The natural environment is an important factor in human health and can influence certain aspects of human physiology and psychology. In the present study, physiological parameters were influenced by VOCs inhaled from A. truncatum Bunge and C. deodara. Blood oxygen saturation increased in both test groups, however that was only significant for the C. deodara group, whose BOS increased significantly by 0.42%. Different VOCs from different plants had positive or negative impact on the circulatory system, and people of different gender responded differently, for example Li et al. also found the BOS of female increased by 0.074% after inhaling VOCs from Juniperus chinensis, and male increased by 0.492% (P<0.05), but female and male decreased by 1.015% and 0.405% (P<0.05) respectively after inhaling VOCs from Pistacia chinensis Bunge (Li et al., 2014). Generally, the higher this value, the more beneficial to human body (Wang et al., 2010). These VOCs could improve the respiratory and GSK2606414 cost according to the data.
Previous studies have demonstrated that different VOCs affected human heart rate differently. Yamaguchi (1990) used the changes of heart rate for the measurement of effects of lemon and rose aromas. Lemon aroma caused an increase of heart rate whereas rose aroma led to a decrease of heart rate. But Kikuchi et al. (1992) found that Rosa rugosa aroma caused an increase in heart rate while Citrus limonum aroma had a calming effect and caused a reduction in heart rate. Brauchli et al. (1995) reported that a pleasant and an unpleasant odor presentation affected an autonomic variable, i.e. heart rate. It is now accepted that the pattern of changes in the heart rate reveal differences between stimulant aromas and sedative aromas (Hongratanaworakit, 2004). But Li et al. believed that 2,6-dimethyl-2,7-octdien-6-ol from J. chinensis may be the one reason for the decrease of heat rate. In the present study, heart rate reduced by 5.03% after inhalation of VOCs from C. deodara, which was consistent with subjective assessment results (Table 4, quiet 1.57, relaxing 0.96). There were no significant differences in other ECG indicators, such as the PR interval, the width of P wave and the QT interval before and after the smelling of VOCs, and the datas were all within normal ranges. Smelling the VOCs did not have other effect on atrial and ventricular depolarization and repolarization, and had no damage on cardiac function. And I believed the VOCs in the study had played an important role in calming effect. So I was more agreed with Hongratanaworakit’s conclusion.
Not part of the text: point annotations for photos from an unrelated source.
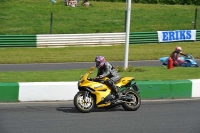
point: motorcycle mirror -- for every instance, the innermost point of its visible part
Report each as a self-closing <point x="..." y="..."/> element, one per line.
<point x="92" y="68"/>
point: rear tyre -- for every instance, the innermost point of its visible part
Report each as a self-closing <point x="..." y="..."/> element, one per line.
<point x="84" y="105"/>
<point x="134" y="104"/>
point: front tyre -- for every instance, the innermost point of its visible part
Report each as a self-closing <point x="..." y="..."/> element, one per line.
<point x="134" y="103"/>
<point x="83" y="105"/>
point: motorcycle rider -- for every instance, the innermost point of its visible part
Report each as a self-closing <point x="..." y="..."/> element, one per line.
<point x="175" y="55"/>
<point x="105" y="69"/>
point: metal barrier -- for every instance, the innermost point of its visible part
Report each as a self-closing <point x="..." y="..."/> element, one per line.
<point x="17" y="40"/>
<point x="80" y="39"/>
<point x="52" y="40"/>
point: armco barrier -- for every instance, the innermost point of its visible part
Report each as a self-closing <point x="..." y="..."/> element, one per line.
<point x="58" y="91"/>
<point x="55" y="40"/>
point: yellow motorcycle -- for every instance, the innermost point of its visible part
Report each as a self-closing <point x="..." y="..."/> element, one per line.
<point x="96" y="94"/>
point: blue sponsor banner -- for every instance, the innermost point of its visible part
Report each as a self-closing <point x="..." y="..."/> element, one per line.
<point x="177" y="35"/>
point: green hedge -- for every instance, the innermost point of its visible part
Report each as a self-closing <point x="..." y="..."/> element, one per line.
<point x="169" y="2"/>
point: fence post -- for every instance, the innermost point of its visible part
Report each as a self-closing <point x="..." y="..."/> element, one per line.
<point x="51" y="19"/>
<point x="195" y="19"/>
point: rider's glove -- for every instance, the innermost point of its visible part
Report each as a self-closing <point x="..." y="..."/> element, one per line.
<point x="100" y="76"/>
<point x="91" y="79"/>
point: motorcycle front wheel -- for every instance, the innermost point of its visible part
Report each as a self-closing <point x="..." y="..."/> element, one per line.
<point x="84" y="105"/>
<point x="134" y="103"/>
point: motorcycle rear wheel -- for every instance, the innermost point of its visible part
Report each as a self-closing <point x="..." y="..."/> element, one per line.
<point x="84" y="105"/>
<point x="134" y="104"/>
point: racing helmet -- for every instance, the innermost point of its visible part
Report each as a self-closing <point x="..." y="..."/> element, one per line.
<point x="100" y="61"/>
<point x="178" y="49"/>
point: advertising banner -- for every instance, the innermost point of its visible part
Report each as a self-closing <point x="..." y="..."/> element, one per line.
<point x="177" y="35"/>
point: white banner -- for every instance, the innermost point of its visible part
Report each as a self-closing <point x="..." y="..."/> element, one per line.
<point x="178" y="35"/>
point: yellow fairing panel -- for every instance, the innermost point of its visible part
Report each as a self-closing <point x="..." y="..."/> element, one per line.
<point x="124" y="81"/>
<point x="101" y="94"/>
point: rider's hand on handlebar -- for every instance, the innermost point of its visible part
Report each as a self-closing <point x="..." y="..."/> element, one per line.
<point x="100" y="76"/>
<point x="91" y="79"/>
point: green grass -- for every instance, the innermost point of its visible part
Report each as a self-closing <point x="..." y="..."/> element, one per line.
<point x="33" y="17"/>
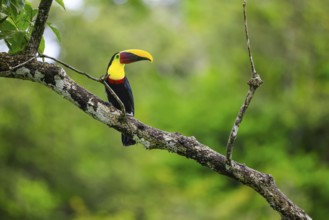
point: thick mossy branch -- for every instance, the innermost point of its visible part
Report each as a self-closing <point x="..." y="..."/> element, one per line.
<point x="56" y="79"/>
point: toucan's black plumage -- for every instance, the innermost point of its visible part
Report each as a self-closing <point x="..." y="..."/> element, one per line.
<point x="119" y="83"/>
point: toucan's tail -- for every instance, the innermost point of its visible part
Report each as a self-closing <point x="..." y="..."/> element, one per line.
<point x="127" y="141"/>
Some aromatic plants have been found to lower SBP and DBP. Transdermal absorption of sandalwood oil and one of its main components, α-santalol led to a trend towards a larger decrease of SBP as compared to the placebo group (Hongratanaworakit et al., 2004). Gao and Yao (2011) constructed a garden space consisting of Lavandula pedunculata, Relargonium hortorum, Ocimum basilicum and other aromatic plants, and found that differences between SBP and DBP were reduced after inhalation. Yang et al. (2010) argued that lavender essential oil by olfactory pathway affected the change of the rat peripheral sympathetic nervous activity, and reduced the release of the neurotransmitter neuropeptide γ vessels, and both of them caused lower blood pressure. In the present study, SBP and DBP both decreased significantly after participants’ smelling the VOCs from C. deodara leave rather than oils. This suggests that some VOCs may have an antihypertensive effect. But the differences between genders need to be tested in further research.